Is this when the first train choofed in? Who was there?

Here’s Trudi with her hatbox:

train-station

Except some ringleaders are missing. Where could John and Nick be? At the very far end of the platform talking to the train driver. I get there just in time to hear: “Nooit, meneer, this are not a melktrein, this are ve Orange Express! No stops before Beflehem”.

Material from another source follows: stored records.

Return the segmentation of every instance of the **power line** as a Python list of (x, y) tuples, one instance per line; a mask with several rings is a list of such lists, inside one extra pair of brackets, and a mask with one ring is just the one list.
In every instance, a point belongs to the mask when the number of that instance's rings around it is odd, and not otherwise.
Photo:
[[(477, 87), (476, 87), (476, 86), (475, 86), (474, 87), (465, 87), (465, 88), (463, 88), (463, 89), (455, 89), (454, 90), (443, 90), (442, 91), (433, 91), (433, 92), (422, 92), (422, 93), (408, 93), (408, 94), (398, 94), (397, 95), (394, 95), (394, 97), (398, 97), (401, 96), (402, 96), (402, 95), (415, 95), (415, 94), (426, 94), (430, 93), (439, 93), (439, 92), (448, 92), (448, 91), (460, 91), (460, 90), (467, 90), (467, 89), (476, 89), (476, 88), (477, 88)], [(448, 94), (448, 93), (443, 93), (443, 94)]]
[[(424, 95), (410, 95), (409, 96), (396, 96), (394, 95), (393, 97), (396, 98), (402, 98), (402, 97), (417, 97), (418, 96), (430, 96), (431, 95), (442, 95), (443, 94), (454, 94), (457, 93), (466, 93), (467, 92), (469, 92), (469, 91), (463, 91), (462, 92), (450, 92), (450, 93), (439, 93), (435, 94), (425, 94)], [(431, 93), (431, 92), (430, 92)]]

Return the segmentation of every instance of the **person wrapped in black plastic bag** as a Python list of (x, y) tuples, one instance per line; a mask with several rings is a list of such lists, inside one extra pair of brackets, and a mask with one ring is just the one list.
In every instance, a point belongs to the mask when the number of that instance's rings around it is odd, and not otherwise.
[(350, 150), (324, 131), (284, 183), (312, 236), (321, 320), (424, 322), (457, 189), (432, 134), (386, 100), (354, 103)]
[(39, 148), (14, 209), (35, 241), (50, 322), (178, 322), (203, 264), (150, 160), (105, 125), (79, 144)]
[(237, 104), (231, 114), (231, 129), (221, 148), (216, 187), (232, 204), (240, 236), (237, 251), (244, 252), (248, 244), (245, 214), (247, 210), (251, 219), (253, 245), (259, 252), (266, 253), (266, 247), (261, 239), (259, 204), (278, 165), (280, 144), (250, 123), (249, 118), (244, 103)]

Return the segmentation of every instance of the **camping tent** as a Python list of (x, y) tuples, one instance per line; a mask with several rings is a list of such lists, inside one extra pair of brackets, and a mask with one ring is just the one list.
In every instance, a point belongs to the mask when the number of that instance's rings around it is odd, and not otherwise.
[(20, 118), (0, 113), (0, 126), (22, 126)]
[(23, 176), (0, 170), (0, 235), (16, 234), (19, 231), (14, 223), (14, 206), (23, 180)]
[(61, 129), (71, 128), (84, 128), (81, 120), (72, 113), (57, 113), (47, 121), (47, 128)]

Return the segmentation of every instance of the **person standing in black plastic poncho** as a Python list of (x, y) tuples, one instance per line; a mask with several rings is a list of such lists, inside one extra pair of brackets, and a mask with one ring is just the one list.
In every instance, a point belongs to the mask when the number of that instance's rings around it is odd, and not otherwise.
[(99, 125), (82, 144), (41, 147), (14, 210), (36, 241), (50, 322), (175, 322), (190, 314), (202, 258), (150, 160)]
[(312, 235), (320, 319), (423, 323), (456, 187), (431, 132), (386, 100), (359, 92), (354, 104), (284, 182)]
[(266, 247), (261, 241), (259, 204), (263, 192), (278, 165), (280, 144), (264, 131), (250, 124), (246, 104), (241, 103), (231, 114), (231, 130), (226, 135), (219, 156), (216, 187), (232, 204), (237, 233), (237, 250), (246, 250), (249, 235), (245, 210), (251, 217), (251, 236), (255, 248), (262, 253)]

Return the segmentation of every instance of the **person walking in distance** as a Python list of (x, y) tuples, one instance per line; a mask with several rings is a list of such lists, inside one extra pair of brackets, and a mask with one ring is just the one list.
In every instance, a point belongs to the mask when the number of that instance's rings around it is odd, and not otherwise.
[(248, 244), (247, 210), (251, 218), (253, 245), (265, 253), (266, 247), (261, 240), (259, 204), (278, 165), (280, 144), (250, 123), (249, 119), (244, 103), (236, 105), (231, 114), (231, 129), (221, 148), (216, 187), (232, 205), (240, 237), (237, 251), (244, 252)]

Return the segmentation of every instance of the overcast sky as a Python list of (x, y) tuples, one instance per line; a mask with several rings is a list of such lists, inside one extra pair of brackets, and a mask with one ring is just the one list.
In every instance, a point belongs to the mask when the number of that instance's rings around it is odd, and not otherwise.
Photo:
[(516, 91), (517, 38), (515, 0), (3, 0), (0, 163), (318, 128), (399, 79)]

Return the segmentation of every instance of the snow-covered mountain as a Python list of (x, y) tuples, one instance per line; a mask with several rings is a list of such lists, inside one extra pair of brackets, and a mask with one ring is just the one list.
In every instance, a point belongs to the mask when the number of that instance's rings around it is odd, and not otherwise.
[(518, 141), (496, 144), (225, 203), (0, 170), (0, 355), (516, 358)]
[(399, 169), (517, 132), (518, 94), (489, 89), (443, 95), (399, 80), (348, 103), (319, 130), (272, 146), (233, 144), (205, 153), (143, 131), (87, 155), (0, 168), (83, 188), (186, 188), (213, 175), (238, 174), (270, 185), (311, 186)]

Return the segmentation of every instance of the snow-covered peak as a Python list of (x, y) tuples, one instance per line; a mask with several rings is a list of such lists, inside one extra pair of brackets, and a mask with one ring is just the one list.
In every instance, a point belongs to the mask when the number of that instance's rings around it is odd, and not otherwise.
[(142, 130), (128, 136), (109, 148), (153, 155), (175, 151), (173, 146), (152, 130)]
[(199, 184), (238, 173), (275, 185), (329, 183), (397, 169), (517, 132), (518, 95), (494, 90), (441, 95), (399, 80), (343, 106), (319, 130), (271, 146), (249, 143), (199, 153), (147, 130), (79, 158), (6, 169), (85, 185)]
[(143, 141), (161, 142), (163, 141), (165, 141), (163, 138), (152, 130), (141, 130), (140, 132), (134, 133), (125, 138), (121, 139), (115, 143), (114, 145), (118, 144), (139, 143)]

He reminds me that they say you can’t find three wise men in the Vrystaat. But he does turn out to be wise after some Venning-Leslie persuasion, as he partially relents: “OK, ve bess I can do for yous is I’ll slow down when I pass Rivierdraaistasie“.

Right!

We hop on and soon the train pulls off. John the agile Venning has a case of beer under his one arm and a wicked grin under his one moustache. We make our way to Trudi’s cabin. “What on earth are you guys doing here?” We repeat a very hasty goodbye because already the train is FLYING! I myself am now rather nervous and if it wasn’t for the medicinal value of beer I might have said something sensible. We each take position at a door and watch as the poles whizz past us in a blur. Past the crossing to Swiss Valley where Nick (whose leg was in plaster so he was chosen to drive the getaway car – just like in any good gangster movie) was going to meet us. The railway crossing whizzes past and it feels like we’re accelerating!

Suddenly a decrease in speed and, peering forward, some lights in the dark. Get ready to jump. Arse over kettle each one of us hits the ground and tumbles. I almost stayed on my feet but then had to duck for the big sign RIVIERDRAAISTASIE one word. But one man didn’t fall: He who held the case of beers kept it together! We ran back up the track into the dark as a man came stumbling out of the stasie kantoor, lantern held aloft (just like in any good Orient Express movie).

When we gathered, a sober head prevailed. “Boys, we can’t go! We can’t ‘drop’ the train driver. The stasiemeester will have to put in a report and our man will get into trouble. We have to go and talk to the stasiemeester”.

So a delegation is sent back to the stasie and some of us sit in the veld awaiting their return. And we wait and await.

Eventually – just when we think maybe they’ve gone to jail – they return, much merrier and cleverer than when they left. Apparently as they started to say Naand Meneer the oke said: “That’s the BEST thing that’s happened to me in all my years at Rivierdraai Stasie!” and insisted they sit and join him for a dop, pulling a bottle of brandy from his desk drawer (just like in any good cowboy movie).